Inevitably, the headline brought back memories of my children’s births. Three of our four daughters were born at home, and the fourth would have been, but I went into labor while visiting my mother in McLean, Virginia. Instead of rushing back to Baltimore, I hustled across the Potomac to the Bethesda Birthing Center, where Kerry Sophia was born.
Since the turn of the last twentieth century, the trend has been toward hospital births, and now less than 1 percent of all births are at home. Still, that 20 percent increase reported by the Centers for Disease Control is stunning.
Expense may have something to do with the uptick. One woman quoted in the Associated Press article that ran in the Express said that her home birth cost $3,300 as opposed to over $10,000 in a hospital.
But the trend toward home births is not just about cost. It’s about the kind of experience one wants. That’s why my husband, David, and I chose to have our children at home. The decision took a lot of thought and consideration.

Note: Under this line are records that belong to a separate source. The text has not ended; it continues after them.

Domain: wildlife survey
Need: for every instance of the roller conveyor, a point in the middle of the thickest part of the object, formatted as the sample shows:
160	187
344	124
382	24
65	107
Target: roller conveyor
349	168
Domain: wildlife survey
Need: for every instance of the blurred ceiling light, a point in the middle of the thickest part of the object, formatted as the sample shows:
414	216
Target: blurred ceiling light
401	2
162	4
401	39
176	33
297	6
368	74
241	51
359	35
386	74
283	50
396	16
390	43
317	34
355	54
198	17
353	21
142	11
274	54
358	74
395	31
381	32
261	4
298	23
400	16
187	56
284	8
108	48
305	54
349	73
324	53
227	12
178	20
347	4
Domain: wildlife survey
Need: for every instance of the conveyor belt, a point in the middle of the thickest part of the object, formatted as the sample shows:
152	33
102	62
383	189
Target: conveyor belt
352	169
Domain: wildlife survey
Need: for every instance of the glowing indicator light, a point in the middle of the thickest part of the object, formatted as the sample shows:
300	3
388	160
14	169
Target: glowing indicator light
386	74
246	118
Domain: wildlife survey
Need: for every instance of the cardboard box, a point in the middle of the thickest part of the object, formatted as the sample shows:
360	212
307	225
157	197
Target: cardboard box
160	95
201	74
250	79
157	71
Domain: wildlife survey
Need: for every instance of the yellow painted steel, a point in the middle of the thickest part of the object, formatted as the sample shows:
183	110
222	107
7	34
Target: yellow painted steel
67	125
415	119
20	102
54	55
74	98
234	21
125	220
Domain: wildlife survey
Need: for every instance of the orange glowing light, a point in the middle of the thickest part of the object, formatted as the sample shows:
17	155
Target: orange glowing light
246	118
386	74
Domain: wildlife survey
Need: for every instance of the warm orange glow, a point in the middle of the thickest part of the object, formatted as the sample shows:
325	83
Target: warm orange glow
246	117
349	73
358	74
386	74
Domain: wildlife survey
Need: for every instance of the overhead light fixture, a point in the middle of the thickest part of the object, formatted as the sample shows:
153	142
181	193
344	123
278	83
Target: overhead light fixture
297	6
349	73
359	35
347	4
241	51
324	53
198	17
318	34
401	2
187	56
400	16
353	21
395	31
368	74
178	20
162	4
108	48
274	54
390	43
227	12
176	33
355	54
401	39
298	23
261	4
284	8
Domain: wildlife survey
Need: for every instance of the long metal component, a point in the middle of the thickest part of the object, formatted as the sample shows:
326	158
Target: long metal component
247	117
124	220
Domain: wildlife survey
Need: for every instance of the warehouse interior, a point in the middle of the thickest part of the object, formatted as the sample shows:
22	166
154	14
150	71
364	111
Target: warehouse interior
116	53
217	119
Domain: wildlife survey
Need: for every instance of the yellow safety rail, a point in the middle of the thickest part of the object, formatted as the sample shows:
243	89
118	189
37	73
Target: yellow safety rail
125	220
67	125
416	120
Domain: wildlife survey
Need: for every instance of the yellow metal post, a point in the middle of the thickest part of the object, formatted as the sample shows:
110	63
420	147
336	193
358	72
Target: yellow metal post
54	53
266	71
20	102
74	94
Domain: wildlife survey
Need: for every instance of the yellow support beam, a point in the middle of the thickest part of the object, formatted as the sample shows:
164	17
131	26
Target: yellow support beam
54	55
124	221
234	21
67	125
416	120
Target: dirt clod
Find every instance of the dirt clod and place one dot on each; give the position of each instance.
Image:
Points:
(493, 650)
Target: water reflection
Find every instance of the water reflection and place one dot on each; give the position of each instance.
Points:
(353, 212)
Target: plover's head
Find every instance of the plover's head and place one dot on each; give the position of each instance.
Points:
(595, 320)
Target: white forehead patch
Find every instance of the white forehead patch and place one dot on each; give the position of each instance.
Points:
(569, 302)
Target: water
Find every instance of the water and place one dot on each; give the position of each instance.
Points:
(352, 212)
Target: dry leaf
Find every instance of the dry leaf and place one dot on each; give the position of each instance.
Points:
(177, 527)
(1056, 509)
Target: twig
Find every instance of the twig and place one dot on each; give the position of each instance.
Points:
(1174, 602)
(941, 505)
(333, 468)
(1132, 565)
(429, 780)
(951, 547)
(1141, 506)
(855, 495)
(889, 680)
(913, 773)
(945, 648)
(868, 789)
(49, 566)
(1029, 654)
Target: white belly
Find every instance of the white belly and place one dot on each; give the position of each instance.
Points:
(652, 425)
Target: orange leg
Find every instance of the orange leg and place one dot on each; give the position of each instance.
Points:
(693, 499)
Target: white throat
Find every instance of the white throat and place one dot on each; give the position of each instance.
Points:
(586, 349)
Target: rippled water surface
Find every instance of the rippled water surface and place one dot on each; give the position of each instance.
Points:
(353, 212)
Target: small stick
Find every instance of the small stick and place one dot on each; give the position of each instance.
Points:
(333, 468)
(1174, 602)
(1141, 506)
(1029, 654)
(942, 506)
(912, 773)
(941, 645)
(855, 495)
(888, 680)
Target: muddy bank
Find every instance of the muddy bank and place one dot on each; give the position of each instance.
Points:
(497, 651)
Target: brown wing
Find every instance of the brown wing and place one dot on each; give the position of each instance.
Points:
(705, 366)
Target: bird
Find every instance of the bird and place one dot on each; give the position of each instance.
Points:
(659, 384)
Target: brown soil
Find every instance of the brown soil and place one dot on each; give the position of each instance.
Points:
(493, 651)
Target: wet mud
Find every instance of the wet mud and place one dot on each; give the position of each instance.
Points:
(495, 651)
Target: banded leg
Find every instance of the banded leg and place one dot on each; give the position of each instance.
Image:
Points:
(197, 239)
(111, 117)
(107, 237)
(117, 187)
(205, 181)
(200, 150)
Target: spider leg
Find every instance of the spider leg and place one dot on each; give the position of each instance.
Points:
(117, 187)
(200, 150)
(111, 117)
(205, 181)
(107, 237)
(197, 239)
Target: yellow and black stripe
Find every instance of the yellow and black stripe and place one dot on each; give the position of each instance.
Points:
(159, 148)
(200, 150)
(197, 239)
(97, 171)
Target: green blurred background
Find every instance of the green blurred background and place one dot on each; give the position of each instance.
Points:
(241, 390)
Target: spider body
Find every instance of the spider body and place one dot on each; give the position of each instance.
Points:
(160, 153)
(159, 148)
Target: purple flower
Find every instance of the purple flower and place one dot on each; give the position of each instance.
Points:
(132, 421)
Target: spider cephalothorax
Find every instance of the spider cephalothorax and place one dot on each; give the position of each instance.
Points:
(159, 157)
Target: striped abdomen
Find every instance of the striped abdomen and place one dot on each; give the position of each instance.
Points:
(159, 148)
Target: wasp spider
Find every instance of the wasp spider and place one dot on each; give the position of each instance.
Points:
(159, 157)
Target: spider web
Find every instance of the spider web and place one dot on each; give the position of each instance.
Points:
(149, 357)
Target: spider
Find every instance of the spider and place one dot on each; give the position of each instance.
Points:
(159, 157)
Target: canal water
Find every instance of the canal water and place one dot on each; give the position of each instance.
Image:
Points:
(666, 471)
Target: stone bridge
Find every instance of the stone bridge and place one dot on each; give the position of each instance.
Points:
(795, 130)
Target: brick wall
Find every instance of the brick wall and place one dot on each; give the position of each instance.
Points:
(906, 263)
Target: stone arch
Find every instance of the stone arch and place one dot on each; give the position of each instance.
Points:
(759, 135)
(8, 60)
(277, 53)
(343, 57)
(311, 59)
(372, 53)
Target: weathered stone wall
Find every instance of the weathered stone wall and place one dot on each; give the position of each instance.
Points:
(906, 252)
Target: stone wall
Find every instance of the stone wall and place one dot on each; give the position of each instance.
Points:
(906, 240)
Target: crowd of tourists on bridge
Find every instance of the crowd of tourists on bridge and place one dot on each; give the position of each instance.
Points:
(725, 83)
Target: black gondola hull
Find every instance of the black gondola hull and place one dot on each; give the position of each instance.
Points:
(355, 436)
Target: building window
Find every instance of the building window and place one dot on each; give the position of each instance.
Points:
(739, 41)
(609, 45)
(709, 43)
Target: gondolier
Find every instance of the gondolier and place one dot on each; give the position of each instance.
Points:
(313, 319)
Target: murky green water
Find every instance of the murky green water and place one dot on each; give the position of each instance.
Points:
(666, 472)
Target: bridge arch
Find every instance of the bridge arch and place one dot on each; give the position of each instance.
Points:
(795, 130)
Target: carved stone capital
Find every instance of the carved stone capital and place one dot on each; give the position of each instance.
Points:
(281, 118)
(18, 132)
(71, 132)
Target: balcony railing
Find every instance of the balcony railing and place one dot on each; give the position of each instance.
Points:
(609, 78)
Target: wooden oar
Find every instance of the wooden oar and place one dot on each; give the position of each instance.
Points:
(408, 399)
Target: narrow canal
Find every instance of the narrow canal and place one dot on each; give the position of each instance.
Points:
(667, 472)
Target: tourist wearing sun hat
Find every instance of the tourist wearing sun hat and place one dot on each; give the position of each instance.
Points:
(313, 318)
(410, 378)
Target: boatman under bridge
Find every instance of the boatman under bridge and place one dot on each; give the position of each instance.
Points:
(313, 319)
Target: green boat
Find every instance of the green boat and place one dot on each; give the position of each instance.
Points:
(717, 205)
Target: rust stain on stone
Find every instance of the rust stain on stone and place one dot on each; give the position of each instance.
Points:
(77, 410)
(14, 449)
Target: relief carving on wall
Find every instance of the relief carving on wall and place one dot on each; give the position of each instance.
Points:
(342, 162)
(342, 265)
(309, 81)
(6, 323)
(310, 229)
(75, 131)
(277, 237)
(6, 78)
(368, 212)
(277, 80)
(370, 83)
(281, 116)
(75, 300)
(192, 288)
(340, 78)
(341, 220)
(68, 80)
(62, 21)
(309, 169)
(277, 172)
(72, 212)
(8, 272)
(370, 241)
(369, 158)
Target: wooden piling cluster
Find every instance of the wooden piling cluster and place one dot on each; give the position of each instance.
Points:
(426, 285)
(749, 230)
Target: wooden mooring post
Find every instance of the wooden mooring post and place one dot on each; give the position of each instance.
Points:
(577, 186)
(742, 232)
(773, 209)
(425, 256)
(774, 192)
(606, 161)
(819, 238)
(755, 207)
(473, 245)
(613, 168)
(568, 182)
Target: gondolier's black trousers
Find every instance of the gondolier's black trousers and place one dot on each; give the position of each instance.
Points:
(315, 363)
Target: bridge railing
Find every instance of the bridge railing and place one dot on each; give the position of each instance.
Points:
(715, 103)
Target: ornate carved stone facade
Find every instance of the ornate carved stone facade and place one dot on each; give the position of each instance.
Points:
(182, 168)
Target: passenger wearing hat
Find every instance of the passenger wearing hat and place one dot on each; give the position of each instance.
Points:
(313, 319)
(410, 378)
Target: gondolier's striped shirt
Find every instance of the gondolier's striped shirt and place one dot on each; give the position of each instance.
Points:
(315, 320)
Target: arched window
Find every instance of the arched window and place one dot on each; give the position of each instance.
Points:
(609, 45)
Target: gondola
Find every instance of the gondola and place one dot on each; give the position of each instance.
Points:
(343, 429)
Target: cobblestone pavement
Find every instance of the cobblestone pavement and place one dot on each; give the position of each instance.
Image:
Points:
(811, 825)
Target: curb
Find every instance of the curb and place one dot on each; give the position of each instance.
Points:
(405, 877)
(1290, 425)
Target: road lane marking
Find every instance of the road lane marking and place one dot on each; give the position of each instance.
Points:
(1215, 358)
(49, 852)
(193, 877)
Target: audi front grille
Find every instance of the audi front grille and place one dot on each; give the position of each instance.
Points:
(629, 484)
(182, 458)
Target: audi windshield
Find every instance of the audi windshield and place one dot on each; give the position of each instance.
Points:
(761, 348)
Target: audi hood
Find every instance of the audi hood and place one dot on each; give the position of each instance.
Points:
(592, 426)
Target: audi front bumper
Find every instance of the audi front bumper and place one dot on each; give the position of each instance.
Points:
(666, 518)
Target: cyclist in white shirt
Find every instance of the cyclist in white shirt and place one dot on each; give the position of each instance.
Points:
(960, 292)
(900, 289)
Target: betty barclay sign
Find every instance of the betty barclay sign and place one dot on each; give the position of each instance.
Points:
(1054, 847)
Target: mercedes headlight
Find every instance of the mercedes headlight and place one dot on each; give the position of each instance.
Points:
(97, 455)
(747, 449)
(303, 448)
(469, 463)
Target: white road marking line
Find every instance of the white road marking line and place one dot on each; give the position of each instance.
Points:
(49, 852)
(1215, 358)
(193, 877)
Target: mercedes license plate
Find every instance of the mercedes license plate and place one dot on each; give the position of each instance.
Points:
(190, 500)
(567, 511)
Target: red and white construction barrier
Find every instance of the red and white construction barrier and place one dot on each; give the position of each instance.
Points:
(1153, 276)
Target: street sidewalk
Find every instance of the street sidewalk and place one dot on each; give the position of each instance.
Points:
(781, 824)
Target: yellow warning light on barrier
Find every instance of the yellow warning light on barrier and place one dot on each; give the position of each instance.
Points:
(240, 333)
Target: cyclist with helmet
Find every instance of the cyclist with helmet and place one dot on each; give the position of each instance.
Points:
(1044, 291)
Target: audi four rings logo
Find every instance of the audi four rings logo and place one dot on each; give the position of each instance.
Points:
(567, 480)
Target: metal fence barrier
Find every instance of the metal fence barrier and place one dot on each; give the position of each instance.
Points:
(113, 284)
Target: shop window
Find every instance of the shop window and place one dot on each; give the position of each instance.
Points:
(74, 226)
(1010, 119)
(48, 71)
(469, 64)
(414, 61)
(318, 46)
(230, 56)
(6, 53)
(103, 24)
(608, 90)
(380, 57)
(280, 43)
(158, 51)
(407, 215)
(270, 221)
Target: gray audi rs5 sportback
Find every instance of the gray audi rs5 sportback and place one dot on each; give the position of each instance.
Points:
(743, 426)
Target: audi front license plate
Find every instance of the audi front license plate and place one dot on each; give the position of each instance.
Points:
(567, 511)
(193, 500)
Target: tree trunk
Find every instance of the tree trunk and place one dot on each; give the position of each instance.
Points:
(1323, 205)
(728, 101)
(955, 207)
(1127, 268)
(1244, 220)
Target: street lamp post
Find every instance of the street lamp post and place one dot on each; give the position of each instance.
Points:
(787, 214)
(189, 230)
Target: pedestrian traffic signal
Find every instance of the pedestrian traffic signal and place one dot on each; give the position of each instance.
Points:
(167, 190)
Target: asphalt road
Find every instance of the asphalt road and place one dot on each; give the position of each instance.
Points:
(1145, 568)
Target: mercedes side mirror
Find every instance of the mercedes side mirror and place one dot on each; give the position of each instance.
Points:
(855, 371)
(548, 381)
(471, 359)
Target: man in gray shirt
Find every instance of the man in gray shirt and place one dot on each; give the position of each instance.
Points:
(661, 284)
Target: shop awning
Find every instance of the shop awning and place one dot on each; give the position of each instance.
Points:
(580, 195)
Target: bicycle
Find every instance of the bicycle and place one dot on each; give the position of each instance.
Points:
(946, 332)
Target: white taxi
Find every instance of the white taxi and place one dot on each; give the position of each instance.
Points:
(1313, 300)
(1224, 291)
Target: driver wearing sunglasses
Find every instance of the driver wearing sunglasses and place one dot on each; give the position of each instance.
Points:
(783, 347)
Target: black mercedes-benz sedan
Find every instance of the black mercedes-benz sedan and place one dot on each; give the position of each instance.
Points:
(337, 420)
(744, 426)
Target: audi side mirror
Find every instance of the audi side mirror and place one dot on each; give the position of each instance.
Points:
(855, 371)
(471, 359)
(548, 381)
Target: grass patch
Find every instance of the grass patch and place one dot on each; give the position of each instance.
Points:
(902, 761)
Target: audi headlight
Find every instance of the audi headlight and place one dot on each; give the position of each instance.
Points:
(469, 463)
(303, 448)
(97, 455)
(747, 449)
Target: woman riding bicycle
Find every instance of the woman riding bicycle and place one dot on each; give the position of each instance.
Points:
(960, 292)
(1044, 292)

When I was pregnant for the first time, I’d never considered a home birth. My mother had given birth 11 times, each time in a hospital. Without knowing the alternatives, I imagined that was where I would have my own children.
But, like the more than 24,000 women who chose to give birth at home between 2004 and 2008, I reconsidered my options. David and I had been canoeing down the Rio Grande with our friends, Marie and Philip Long. Marie was a big proponent of home birth. (She eventually became a midwife and worked forMothering magazine.) She suggested we have our baby at home.
My first concern was my child’s safety. Marie pointed out that home birth is safe. Most problems are identified during the pregnancy, and if something happens during labor, one can get to the hospital quickly.
Her point about safety is grounded in facts. In 2005, the British Medical Journal published the results of a study based on nearly 5,500 home births involving certified professional midwives in the United States and Canada. Eighty-eight percent of the women had positive outcomes at home. Twelve percent of them were transferred to hospitals, 9 percent for preventive reasons and 3 percent for emergencies. The study showed an infant mortality rate of two out of every 1,000 births.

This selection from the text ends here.